That's a great story - one that gets me excited about crypto. I've been a fan of bitcoins but joined in too late. Mining on a laptop didn't end well but I've learnt since then!
Agreed. A great story that should inspire the whole community. It is still possible to have a huge impact, and a positive one at that.
It was really fascinating reading this thing. Just yesterday i got to know about drk and today i am in love with it. its amazing to see that in a few days the drk has become the third largest crypto and maybe any hour it will take over ltc.
Great read thanks , quite new to Cryptocurrency , but gotta say DRK is easily my Favorite , I simply love Darkcoin , thank you kindly :cool:
guys i gotta say I have had a badass time jumping onboard with Darkcoin. its been a great experience. Id like to give back to the community with a great pool as well if you guys want to mine on it, low latency, real hardware and a fatass pipe not your basement special server.

Great story... It's really nice to get the inside details on how a coin got started and the trials and tribulations the developer faced in the early days. I'm especially glad to hear that you are now full time with another developer focusing on DarkCoin,s future.
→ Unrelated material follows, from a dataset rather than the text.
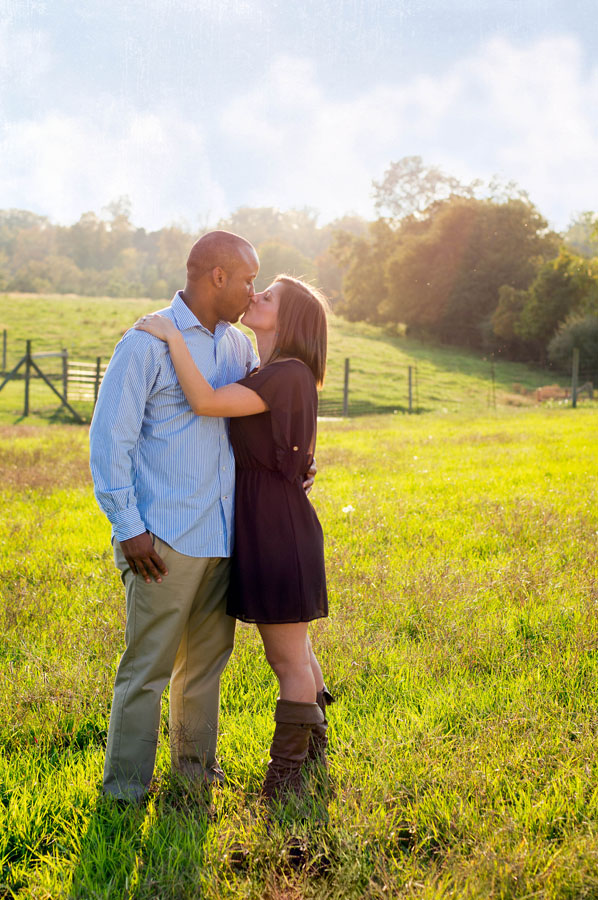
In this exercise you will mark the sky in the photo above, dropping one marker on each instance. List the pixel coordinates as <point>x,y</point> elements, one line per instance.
<point>193,108</point>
I just got on-board with DarkCoin both mining and operating a pool for miners and I hope to have a long and prosperous future with this coin.

Thanks for all your efforts!

Now let's take DarkCoin to the top of the CoinMarketCap charts!
After reading this I understand how the trolls found something to chew on. Thanks for an honest account of the beginnings. Not a perfect beginning but mea culpa is a great response.
Most of alts had failed starts last year so Xcoin that time wasn't special ;)
There were a couple of posts on BCT that were very good. Since I think someday this thread will be referenced for research, I would like to include them here.

From Kaene: ( https://bitcointalk.org/index.php?topic=421615.msg12691335#msg12691335 )

"evidence"? I'll try to reply to a troll ;D

I was there during the "instamine", go check the first pages of this thread and you will see me complaining and discussing.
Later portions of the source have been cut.